RPAの導入と成功のカギは開発、運用人材だ。最新の調査データを基に、RPA人材の現状と調達、育成の実態を深堀りする。
業務自動化の現在地を探るために、キーマンズネットは「業務自動化に関する意識調査2023年」と題してアンケート調査を実施した(期間:2023年7月20日〜8月31日、有効回答数:606件)。本連載は、全8回にわたってアンケート調査から得られた結果を紹介する。
近年は全社的なプロセス変革の一手段としてRPAを導入するケースもあるが、長期的なプロジェクトを遂行するにはRPAのロボットを開発、運用する人材の育成や調達が不可欠だ。企業は、どのような人材を求めているのだろうか。
第4回となる本稿では、「RPAの開発・運用人材」について紹介する。
RPA運用の障壁を紹介した前回の記事では、RPAプロジェクトの課題として多くの企業が開発、運用人材の不足を感じていることが分かった。一方で、RPAのトライアル、導入フェーズでも、人材不足が大きな障壁になることは想像に難くない(図1)。
では、導入企業はどのような人材を集めているのか。
勤務先でRPAをトライアル導入、または導入していると回答した人に対して、ロボット開発を担当する人数を尋ねたところ、「0〜5人」(54.7%)が最も多く、「6〜10」(13.7%)、「11〜20」(8.1%)、「21〜30」(4.9%)が続いた。この結果を従業員規模別で見ても、ほとんどの企業規模グループで「0〜5人」が最も多い回答を集めている(図2、回答割合順)。
一方、5001人以上の企業では「100〜499人」(22.4%)が最も多く、「0〜5人」(19.7%)、「6〜10人」(17.1%)、「500人以上」(9.2%)、「41〜50人」(7.9%)、と続くことから、開発人材は企業によって差があることが見えくる(図3)。
企業によって開発人数に大きな開きがある理由として、企業によって導入の段階が異なることが考えられる。
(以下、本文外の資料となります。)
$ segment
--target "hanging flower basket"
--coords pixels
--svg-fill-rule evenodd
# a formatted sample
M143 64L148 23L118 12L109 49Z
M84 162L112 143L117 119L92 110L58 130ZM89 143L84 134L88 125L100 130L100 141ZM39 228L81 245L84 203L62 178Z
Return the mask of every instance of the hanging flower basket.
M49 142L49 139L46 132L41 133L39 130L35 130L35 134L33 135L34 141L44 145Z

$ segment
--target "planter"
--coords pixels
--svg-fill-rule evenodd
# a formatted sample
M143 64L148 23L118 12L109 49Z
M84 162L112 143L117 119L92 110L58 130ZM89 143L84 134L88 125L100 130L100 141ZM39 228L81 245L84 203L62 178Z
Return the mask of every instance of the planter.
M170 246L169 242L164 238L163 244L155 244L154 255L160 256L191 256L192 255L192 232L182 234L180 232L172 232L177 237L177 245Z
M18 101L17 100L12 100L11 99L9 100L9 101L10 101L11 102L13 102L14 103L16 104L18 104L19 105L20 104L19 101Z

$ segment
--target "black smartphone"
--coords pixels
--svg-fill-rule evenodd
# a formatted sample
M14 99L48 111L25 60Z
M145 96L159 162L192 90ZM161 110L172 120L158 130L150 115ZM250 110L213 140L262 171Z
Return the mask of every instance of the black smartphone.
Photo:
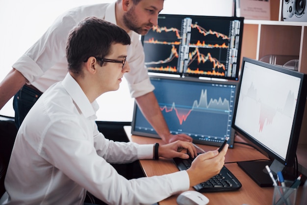
M221 145L221 147L220 147L220 148L219 148L219 150L218 152L219 153L220 152L221 152L222 151L222 150L223 150L223 148L224 147L224 146L225 146L225 145L226 144L226 143L227 143L227 141L228 141L228 139L226 139L223 143L223 144L222 144L222 145Z

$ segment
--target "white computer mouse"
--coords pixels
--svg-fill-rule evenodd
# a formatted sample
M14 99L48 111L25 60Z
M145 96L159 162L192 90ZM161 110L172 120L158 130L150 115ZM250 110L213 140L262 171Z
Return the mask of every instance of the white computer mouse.
M196 191L186 191L177 197L177 203L179 205L205 205L208 203L207 198Z

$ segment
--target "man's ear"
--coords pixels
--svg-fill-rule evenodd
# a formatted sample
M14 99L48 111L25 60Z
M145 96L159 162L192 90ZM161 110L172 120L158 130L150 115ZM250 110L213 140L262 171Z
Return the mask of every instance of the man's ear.
M86 70L91 73L95 74L96 72L96 67L95 67L97 60L94 57L90 57L86 62Z

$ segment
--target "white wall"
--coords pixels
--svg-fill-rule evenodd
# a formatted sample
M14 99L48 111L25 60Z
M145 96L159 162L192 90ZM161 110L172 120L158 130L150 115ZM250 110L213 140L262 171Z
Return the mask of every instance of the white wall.
M80 5L115 0L0 0L0 81L59 14ZM232 0L165 0L162 13L231 16ZM186 3L188 2L188 3ZM0 115L13 116L12 99ZM134 100L124 79L119 90L98 99L98 120L131 121Z

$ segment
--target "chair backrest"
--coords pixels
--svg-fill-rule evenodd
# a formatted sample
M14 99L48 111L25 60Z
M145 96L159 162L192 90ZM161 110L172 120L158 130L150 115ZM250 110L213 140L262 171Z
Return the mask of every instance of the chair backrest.
M17 133L13 121L0 121L0 198L5 192L4 178Z

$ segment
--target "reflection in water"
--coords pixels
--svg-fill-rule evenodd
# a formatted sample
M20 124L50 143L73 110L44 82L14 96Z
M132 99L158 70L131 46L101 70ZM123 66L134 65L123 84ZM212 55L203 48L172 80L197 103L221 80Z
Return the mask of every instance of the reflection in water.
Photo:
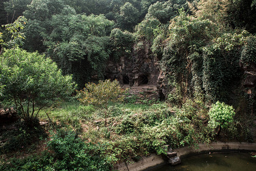
M205 154L182 158L181 164L175 166L166 165L151 170L255 171L256 158L249 153Z

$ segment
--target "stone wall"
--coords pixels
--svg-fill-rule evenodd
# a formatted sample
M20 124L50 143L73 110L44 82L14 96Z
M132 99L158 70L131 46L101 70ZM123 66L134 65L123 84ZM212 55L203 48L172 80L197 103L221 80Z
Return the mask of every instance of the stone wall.
M152 85L157 87L160 99L168 93L168 80L159 69L159 60L152 54L147 43L140 49L133 48L130 56L121 56L119 61L108 60L105 78L117 79L121 85L132 86Z

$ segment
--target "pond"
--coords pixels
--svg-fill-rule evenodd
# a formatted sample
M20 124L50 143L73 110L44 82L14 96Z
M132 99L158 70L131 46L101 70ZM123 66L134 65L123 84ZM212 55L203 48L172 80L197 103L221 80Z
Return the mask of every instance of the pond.
M256 170L256 158L250 153L208 153L181 159L175 166L165 165L151 171L171 170Z

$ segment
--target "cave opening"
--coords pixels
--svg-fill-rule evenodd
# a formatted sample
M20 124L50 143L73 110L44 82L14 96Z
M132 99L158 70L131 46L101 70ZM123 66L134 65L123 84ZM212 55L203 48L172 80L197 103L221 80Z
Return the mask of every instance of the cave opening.
M123 77L123 83L124 84L129 84L130 83L129 77L127 75L124 76Z
M143 75L140 76L140 84L147 84L148 83L148 77L145 75Z

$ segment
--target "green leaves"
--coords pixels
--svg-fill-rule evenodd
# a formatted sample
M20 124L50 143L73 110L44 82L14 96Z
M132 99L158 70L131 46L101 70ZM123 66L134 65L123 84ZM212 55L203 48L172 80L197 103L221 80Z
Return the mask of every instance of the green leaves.
M0 60L3 97L13 100L25 120L74 91L72 77L63 76L55 63L37 52L6 50Z
M88 83L78 95L78 100L83 104L92 104L107 108L109 101L119 101L123 99L121 95L124 92L119 83L115 80L100 80L97 84Z
M27 23L27 19L24 16L20 16L13 23L7 24L2 26L5 27L5 29L11 35L11 38L7 37L5 38L5 41L3 40L2 33L0 32L0 44L2 46L7 48L12 48L18 47L23 43L22 39L25 38L24 33L21 30L24 29L25 25Z

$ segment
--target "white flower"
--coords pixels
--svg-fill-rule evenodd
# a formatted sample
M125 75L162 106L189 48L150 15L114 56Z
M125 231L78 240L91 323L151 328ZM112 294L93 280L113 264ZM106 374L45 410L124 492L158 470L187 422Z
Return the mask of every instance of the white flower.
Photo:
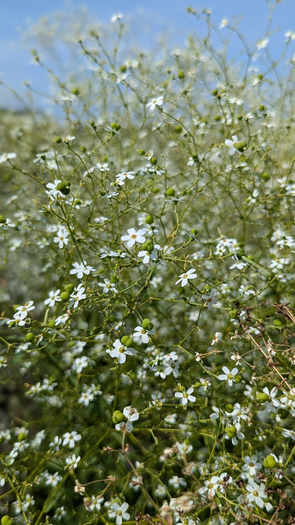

RPAは、部署単位などの部分導入から初めて、徐々に適用範囲をスケールするのが定石だ。スモールスタートから始めたばかりの企業であればプロジェクト立ち上げ時点では限られた人数で対応し、フェーズが進むにつれて担当者を増員する考えだろう。
また、企業によって開発体制に違いがあることも理由の一つだろう。事業部門の従業員が自らRPAを開発する現場主導を進めている企業であれば、プロジェクトの規模にもよるが、開発人数は多くなる傾向にある。
関連して、RPAを開発している人材の職種も聞いた。情報システム部門が67.7%と最も多く、ITエンジニア(32.3%)が続き、主に情報システム部門やIT関連の職種が中心であることが分かる(図4)。RPAによる自動化はさまざまな社内システムを対象とすることから、それらのシステムを普段運用している人材が担当するという考え方が背景にありそうだ。
シナリオの開発時はシステムやRPAツールに関する知識の他、セキュリティ・ガバナンスの視点が求められるという意味でも情報システム部門が関与する割合が高いと考えられる。
一方で、3位に「総務・事務・法務」(17.9%)がランクインしている。RPAは、業務プロセスの自動化を目的としているため、業務知識を持つ「総務・事務・法務」や「製造・生産」に関わる人材も関与することが多い。これらの職種の人材がRPAの運用に関わることで、業務の効率化や品質向上が期待される。
一方、RPAを運用する人材の人数や職種はどのような状況なのか。人数については、開発人材と同様に「0〜5人」(48.4%)が最も多く、「6〜10人」(14.0%)、「11〜20人」(8.4%)、「100〜499人」(7.0%)と続いた(図5、回答割合順)。
運用にあたる人材の所属部署については、1位が「情報システム部門」で66.3%、2位が「ITエンジニア」(23.9%)、3位が同率で「製造・生産」「総務・事務・法務」「財務・会計・経理・労務」(いずれも18.2%)が続いた(図7)。開発人材の人数や所属する職種と比べても、傾向に変化は見られなかった。
前述したように、RPAプロジェクトにおいてはRPAの開発や運用を担う人材の調達が大きな課題になる。中には、人材育成の一環として勉強会や研修、コンテストなどの取り組みを実施する企業もある。
RPAの導入初期に外部のコンサルタントに依存する企業も多いが、継続的な運用やコストを考慮すると、定期的に勉強会を開催するなどしてロボットの開発、運用人材を育成しながら、プロジェクトを進めるのが得策だろう。
RPA技術の普及と共に、外部の教育機関や専門学校での研修プログラムも増えているため、これらを活用して、人材を育成するのも一つの手だろう。